Review: Ragtime (Charing Cross Theatre)
Thom Southerland revives Terrence McNally, Lynn Ahrens and Stephen Flaherty's Tony Award-winning musical
It's almost twenty years since this toe-tapping, conscience-pricking musical premiered in Toronto, before earning 12 Tony nominations on Broadway. But a all these years on, its music and its messages are just as potent, especially when it gets an outing as good as Thom Southerland's revival at Charing Cross Theatre.
Based on EL Doctorow's 1975 novel, the show follows three groups of Americans at the turn of the 20th century: New York State's wealthy middle-class, represented by Mother and her family; America's immigrant population, seen in the figure of Latvian Jew, Tateh, and his daughter; and the African-American community, represented by Harlem musician Coalhouse Walker Jr.
Today's world may not be exactly as it was in the early 1900s, but a chilling familiarity descends as we witness the racist vitriol (and much more besides) endured by Coalhouse, or watch Tateh brave the oceans for the sake of his daughter, only to end up in dangerously pitiful conditions. And Southerland isn't about to let us escape this recognition. As the first act closes with "Til We Reach That Day", an incensed protest on America's injustices, the cast marches down the sides of the audience. Met on all sides by a wall of rousing, rage-filled sound, there is no turning away from the show's contemporary relevance. It is one of the show's most deeply affecting moments.
And there are plenty more, not least thanks to the cast's elegant performances, which blossom under Southerland's subtle direction. There is mesmerising chemistry between Coalhouse Walker Jr (Ako Mitchell) and his partner Sarah (Jennifer Saayeng), and a winning performance from Anita Louise Combe as the unfalteringly courageous and compassionate Mother. These three also give the night's best vocal performances, although mention must also be made of Seyi Omooba, making her professional debut as Sarah's friend with some scorching solos.
The ensemble numbers are when things really fly, however, with the cast making heart-swelling work of Stephen Flaherty's Tony-award-winning score: an artful concoction of soaring ballads, pulsing ragtime tunes and stirring marches. All of this is achieved without a band; instead, 12 actors play instruments.

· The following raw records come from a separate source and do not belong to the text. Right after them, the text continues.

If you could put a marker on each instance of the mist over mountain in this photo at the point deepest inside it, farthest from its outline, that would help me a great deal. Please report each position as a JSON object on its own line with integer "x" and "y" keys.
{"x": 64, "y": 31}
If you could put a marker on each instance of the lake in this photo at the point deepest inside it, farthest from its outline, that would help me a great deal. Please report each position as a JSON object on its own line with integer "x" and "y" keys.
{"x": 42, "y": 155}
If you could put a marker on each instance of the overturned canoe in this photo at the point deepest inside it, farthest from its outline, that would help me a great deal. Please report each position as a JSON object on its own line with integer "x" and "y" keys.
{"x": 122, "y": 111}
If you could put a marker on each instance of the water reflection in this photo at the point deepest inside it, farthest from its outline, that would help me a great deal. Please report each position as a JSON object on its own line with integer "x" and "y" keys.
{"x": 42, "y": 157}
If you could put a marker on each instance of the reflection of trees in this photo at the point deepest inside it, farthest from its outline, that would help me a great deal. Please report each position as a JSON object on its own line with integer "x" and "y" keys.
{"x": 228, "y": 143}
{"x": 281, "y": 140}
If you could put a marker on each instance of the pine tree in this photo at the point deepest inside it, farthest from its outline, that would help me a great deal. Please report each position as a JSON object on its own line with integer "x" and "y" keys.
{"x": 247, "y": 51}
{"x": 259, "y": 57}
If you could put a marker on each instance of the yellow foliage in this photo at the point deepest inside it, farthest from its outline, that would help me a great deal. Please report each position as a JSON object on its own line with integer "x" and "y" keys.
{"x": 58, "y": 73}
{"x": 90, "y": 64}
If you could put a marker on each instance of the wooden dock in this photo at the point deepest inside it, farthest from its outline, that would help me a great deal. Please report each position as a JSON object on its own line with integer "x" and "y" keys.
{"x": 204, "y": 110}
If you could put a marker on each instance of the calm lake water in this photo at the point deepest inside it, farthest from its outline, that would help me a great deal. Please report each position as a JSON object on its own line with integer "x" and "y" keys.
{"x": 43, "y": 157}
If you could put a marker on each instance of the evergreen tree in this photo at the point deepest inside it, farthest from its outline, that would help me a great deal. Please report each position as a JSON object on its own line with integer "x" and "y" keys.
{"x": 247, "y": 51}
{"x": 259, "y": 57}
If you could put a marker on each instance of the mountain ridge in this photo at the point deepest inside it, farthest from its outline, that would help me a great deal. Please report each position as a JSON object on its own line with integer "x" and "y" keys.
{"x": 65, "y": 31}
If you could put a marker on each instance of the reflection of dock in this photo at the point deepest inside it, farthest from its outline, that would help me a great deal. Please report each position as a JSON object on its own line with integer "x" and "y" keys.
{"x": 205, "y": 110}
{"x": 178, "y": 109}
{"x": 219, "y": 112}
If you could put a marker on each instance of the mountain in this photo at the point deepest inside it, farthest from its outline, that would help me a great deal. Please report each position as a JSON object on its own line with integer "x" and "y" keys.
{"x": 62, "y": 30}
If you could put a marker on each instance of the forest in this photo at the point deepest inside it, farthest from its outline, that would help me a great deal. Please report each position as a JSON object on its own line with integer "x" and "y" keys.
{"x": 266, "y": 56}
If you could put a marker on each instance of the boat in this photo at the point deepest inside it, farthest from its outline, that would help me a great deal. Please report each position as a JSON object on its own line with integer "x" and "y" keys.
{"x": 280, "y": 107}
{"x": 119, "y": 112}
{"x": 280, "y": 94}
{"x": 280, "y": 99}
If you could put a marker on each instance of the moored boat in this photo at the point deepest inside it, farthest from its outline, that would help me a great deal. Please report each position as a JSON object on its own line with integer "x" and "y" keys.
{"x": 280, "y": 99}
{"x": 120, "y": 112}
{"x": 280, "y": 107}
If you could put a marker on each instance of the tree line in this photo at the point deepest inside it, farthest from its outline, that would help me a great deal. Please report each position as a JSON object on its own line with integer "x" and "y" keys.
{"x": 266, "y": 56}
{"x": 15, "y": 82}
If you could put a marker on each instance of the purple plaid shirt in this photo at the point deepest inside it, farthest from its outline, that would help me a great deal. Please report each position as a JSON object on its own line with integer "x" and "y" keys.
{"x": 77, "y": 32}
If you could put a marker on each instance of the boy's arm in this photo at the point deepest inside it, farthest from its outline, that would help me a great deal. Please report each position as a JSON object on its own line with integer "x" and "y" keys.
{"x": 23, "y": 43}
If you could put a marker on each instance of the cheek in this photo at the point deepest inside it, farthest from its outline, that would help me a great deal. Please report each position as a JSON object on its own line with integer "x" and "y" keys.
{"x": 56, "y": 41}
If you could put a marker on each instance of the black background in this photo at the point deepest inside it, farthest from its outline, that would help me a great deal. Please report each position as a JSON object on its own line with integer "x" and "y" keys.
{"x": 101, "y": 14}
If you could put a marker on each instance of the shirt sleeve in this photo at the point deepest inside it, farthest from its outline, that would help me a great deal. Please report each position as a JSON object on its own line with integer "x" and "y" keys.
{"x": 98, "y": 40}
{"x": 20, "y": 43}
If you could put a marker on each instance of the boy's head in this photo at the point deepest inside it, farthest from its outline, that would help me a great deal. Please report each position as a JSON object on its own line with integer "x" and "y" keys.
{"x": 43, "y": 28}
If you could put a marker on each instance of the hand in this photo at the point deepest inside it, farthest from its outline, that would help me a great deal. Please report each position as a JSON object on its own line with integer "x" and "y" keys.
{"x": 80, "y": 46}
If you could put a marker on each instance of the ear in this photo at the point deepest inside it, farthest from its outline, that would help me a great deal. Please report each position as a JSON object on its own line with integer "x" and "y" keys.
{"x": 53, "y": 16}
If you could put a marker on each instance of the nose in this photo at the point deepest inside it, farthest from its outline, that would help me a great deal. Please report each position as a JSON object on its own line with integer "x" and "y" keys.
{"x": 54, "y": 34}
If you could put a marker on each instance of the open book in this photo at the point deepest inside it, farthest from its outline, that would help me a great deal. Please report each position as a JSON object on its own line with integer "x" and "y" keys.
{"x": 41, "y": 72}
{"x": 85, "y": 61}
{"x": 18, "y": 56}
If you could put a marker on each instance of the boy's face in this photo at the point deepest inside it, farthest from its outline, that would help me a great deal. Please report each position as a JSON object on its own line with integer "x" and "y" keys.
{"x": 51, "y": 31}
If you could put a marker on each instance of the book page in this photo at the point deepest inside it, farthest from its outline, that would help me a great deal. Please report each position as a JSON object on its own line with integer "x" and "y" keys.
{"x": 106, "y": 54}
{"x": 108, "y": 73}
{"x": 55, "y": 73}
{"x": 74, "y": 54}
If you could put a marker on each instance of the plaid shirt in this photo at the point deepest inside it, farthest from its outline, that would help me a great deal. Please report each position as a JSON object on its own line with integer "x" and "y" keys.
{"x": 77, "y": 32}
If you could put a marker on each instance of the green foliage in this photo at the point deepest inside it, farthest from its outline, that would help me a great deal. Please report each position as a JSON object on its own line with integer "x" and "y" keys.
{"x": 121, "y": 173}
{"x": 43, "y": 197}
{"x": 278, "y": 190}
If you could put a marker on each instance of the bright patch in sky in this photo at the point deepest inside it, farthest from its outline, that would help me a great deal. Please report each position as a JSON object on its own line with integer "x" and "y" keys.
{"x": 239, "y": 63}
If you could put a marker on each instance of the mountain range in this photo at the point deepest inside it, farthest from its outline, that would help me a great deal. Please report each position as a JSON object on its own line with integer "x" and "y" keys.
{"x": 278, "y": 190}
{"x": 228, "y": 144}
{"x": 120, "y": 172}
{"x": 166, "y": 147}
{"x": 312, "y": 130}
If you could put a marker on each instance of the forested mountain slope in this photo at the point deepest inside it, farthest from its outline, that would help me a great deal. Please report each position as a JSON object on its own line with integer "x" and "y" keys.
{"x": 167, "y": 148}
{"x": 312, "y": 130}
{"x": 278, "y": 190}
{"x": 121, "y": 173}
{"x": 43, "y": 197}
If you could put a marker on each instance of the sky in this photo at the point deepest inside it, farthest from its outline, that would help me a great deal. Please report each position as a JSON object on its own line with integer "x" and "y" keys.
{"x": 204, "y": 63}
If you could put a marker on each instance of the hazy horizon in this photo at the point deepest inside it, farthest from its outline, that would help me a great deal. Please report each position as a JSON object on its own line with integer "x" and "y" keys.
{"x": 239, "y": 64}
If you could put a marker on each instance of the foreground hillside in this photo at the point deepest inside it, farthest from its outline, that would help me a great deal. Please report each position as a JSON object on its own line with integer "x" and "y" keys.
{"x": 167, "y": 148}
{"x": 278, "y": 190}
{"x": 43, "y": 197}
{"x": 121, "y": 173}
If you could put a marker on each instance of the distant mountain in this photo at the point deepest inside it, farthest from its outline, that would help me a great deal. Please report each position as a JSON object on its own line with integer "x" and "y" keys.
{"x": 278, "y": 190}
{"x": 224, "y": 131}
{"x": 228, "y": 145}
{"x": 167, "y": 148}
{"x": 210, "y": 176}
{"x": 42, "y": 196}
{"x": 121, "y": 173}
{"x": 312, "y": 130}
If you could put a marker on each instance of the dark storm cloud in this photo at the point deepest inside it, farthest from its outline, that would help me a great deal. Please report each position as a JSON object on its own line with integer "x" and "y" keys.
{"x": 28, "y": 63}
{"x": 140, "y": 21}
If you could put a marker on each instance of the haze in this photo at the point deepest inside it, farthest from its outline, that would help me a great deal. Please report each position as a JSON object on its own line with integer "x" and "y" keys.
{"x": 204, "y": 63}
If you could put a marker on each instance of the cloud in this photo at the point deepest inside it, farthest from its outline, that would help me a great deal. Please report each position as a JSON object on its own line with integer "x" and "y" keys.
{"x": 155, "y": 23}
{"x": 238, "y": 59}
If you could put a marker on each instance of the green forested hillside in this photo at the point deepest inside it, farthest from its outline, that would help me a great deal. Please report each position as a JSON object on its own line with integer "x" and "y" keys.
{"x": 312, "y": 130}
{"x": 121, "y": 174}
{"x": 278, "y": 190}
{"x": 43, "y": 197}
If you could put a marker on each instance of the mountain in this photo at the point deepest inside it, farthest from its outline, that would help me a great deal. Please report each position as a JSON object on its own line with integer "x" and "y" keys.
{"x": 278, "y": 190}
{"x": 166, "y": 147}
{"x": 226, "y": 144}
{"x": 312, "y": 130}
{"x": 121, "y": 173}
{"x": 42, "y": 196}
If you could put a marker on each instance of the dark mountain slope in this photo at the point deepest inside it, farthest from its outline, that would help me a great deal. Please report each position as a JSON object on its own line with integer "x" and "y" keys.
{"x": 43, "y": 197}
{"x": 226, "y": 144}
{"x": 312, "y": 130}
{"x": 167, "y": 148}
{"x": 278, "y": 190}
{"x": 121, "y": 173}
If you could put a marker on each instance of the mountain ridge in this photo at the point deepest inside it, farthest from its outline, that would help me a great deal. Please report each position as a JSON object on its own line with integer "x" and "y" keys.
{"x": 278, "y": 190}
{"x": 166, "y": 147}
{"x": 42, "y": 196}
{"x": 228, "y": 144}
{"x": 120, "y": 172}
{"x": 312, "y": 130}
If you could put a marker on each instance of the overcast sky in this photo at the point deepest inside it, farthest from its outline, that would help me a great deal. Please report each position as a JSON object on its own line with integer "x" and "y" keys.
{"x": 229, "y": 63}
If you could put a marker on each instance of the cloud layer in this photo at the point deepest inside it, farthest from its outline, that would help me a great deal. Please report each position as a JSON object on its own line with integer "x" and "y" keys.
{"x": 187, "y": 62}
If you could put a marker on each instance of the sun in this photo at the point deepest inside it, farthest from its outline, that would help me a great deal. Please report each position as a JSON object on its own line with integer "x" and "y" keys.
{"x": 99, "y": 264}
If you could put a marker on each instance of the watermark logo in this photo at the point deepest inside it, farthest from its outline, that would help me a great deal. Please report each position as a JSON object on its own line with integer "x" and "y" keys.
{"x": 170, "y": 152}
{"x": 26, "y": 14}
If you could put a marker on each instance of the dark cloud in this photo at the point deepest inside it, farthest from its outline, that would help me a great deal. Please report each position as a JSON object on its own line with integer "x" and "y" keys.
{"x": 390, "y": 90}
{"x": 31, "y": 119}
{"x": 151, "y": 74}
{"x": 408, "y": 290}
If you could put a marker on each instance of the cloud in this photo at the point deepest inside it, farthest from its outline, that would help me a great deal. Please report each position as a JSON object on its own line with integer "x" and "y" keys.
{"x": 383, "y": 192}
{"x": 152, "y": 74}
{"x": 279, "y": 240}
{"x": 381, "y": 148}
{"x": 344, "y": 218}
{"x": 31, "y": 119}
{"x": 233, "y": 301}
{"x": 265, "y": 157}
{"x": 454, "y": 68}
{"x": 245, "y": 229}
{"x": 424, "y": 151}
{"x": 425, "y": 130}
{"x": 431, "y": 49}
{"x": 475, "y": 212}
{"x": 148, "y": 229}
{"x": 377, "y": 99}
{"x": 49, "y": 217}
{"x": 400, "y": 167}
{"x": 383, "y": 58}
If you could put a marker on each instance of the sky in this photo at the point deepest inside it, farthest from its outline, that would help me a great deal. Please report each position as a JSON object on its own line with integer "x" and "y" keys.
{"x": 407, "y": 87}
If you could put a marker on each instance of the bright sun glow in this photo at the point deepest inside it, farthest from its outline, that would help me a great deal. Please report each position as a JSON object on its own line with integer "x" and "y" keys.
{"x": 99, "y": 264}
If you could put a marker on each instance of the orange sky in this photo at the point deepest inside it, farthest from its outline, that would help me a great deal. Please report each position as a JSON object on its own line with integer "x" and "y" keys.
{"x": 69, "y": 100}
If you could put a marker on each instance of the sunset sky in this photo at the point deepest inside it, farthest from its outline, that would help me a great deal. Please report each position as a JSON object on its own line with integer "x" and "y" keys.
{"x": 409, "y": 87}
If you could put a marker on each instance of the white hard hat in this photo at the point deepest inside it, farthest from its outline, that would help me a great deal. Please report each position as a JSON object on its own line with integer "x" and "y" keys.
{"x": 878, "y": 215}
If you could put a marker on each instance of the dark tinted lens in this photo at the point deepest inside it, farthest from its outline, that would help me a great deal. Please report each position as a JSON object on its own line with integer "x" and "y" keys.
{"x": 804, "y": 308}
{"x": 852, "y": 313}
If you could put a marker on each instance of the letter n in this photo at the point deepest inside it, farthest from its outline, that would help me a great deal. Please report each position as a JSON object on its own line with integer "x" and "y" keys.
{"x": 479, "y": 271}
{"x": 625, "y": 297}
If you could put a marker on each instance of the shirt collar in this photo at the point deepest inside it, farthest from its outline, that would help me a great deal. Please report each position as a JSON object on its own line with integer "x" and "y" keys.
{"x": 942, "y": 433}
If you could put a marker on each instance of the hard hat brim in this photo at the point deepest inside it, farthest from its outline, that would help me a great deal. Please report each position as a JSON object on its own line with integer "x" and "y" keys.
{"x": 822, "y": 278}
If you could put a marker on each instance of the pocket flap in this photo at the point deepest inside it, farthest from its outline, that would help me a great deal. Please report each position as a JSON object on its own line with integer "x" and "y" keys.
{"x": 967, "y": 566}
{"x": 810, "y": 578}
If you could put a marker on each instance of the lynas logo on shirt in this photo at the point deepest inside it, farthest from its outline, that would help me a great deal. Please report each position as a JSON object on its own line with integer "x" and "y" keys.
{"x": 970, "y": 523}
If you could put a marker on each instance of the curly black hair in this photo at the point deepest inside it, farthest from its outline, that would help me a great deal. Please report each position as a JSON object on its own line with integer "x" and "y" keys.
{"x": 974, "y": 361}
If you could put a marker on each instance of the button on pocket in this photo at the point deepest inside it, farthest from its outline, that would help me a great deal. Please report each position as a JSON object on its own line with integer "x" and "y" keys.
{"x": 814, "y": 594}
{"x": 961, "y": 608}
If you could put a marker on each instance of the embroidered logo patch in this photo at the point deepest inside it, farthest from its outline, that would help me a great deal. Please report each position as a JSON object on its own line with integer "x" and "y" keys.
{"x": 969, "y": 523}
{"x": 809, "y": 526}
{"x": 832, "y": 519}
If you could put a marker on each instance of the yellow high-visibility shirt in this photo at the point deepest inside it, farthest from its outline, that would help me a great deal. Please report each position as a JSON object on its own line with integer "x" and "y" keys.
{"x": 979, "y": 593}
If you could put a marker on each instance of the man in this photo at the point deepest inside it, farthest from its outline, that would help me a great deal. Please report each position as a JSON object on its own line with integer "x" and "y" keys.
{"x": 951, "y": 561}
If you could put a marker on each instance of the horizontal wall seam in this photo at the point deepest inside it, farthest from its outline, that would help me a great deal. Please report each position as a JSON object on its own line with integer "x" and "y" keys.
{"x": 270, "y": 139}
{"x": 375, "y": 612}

Ewan Jones's choreography is understated but perfectly pitched – in one quietly brilliant moment, the cast freeze, just for a beat or two, in tableaux that perfectly foreshadow the changes about to upend their lives. And, as is often the case at this modestly-sized venue, the set is a multitasking marvel on wheels, morphing from country house to cresting ship with the spin of a wooden ballustrade, and transforming pianos into cars, trolleys and soap boxes as the cast perch on and clamber over them.
After the interval, there is a marginal dip in energy, perhaps a by-product of act two's darker, more challenging material, but things have stabilised by the show's finale, which sees the cast daring to dream of a brighter future.
Over a century later, it seems the world is still working towards that dream; this show is a timely reminder to keep working.
Ragtimeruns at the Charing Cross Theatre until 10 December.